The bill would authorize the Department of Health and Senior Services to be the sole issuing authority of registry identification cards to qualifying patients, NB: diagnosis would only be performed by licensed physicians with whom the patients have an existing relationship, and who are considered as having debilitating medical condition to use medical marijuana. The registry card would contain the patients name, address and date of birth, the date of issuance and expiry date, photo identification of the card holder, and other information the Commissioner for Heath would deem useful.

A patient in possession of the registry card would be arrested, prosecution or penalized by the state or local authorities for use of the medical marijuana. Only the registered patient would be allowed to retrieve the drug from the grower, in the event of the patient being in a position not to do so, then a courier could be contracted to deliver the drugs to the patients home. Patients are not allowed to take more than an ounce in a month. No one will be allowed to grow their own marijuana.

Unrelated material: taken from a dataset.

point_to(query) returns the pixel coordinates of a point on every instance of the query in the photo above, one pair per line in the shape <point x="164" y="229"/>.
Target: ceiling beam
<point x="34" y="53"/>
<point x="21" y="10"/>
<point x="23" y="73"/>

The bill would allow for establishment, registration and administration of alternative treatment centers, entities, which would acquire, possess, cultivate, manufacture, deliver or dispense marijuana or related services and educational materials to registered patients or their registered primary care givers. Basically, the purpose of the bill is to protect from arrest, prosecution, property forfeiture, and criminal and other penalties, those patients who use medical marijuana to alleviate suffering from debilitating medical conditions, as well as their primary caregivers and physicians.

In a nutshell, there is a distinction between medical and non-medical uses of marijuana. In fact, it would bar patients under influence of medical marijuana from operating a motor vehicle, aircraft, train, motorboat or heavy equipment. It would also prohibit the smoking of marijuana in a public place, school grounds, correctional facilities, school bus or other forms of transportation.